Из теней под сводами парадного, быстро перебирая длинными ногами, выскочил вдруг нанокан размером с ладонь. Такого здорового Симагин в жизни не видел. Нанокан с разбега прыгнул на спину «Снеговику» – и тот сразу замер, обмяк, начал оплывать, как его опрысканный скандальной соседкой сотоварищ. Но, не закончив метаморфоза в груду хлопьев, замедлился – и начал меняться.
Совсем скоро его место заняла антропоморфная фигура, явно носящая отличительные черты женского пола. Сквозь полупрозрачно-радужный «кожный покров» явственно проглядывали сформированные из «Пены» кости, мышцы и внутренние органы – бесподобно похожие на настоящие. Столь высокую детализацию Симагин видел впервые. Сложность программы, заключенной в нанокане-носителе, превосходила все известные ему разработки.
«Пена» сформировала аккуратные ступни и изящные лодыжки, приятные голени с хорошо развитыми икрами, стройные бедра с выраженным мышечным рельефом, явно тренированный торс с идеально осанкой, высокую грудь с задорно торчащими к небу сосками, широко расправленные плечи и ослепительной красоты шею…. И все. Перед ошеломленными зрителями стояло молодое женское тело в натуральную величину – идеальное, за одним исключением.
У тела не было головы.
Доктор осторожно приблизился и рискнул ухватиться кончиками пальцев за запястье кадавра.
– Есть пульс, – совершенно спокойным голосом человека, который вот-вот завалится в обморок, сообщил он. – И дыхание.
Грудная клетка кадавра ритмично поднималась и опускалась. Было слышно, как с легким шумом засасывается в открытую трахею воздух.
– Значит, и сердце работает, – кивнул своим мыслям Ерохин.
Сержант был совершенно спокоен. Ствол его автомата был направлен прямо в грудь радужной статуи. Сержант был человеком простым.

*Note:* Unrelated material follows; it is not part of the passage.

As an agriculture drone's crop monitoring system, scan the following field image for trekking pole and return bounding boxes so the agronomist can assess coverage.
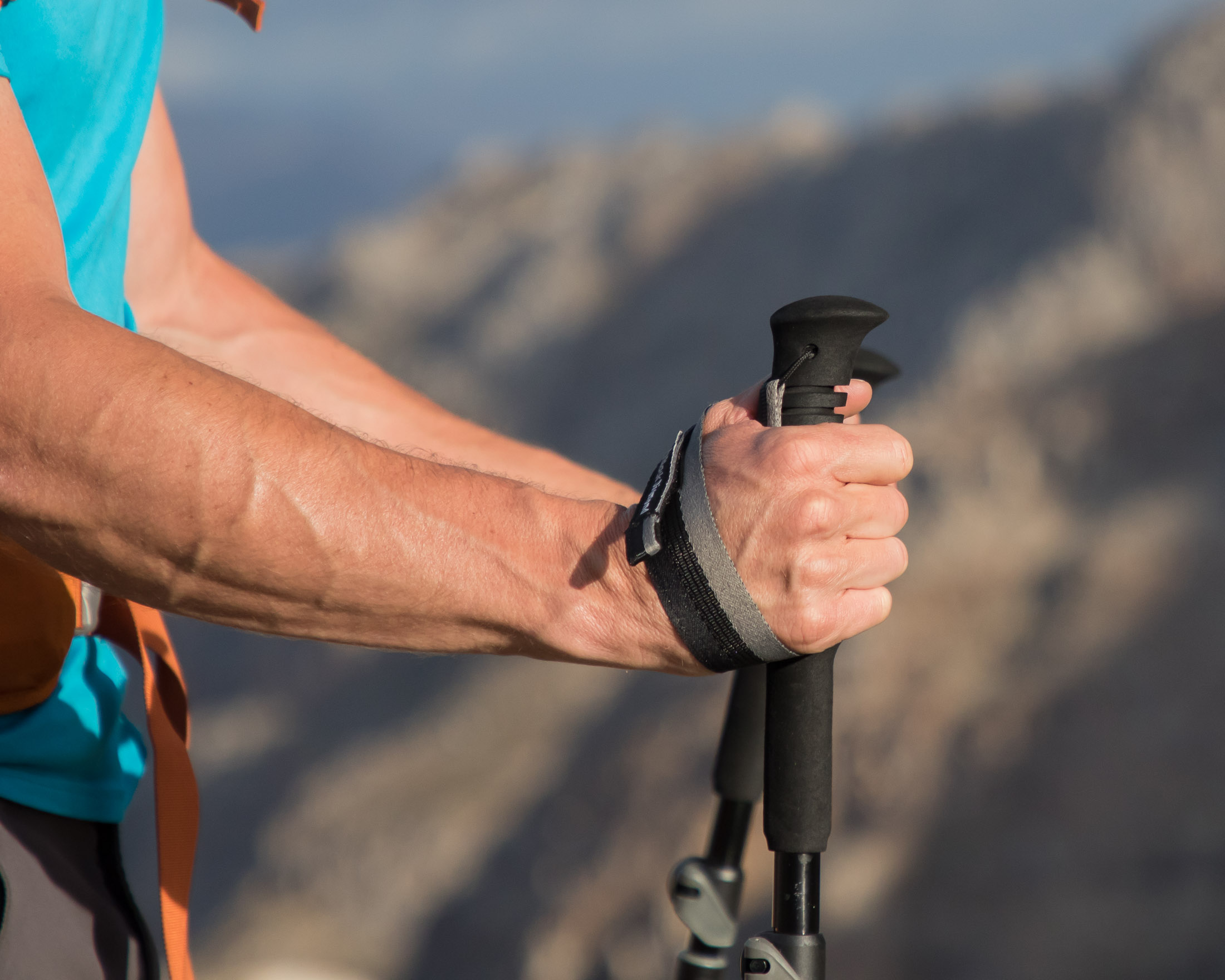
[740,296,888,980]
[668,331,899,980]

Он с легкостью застрелил бы террориста сквозь полотно «Моны Лизы», если бы тот за ним укрывался. Что ж говорить о какой-то там «снежной бабе»?
– Отставить стрельбу, – негромко скомандовал Симагин.
– Есть отставить стрельбу, – эхом отозвался Ерохин.
Щелкнул предохранителем, но автомата не опустил.
Кадавр, меж тем, развернулся на месте и грациозно зашагал туда, откуда парой минут раньше примчался безумный нанокан. Симагин шел следом, глядя, как перекатываются тугой волной налитые ягодицы. Ерохин и доктор шли следом. Затхлая прохлада подъезда. Скрипучая лестница на второй этаж. Двери. Прихожая, неожиданно чистая. Проходная комната в старинных бумажных обоях с цветами. Гостиная… Вернее, то, что когда-то было гостиной – до той поры, пока кто-то не заставил одну из стен от пола до потолка запараллеленными системными блоками, серверными шкафами и стендами микроманипуляторов.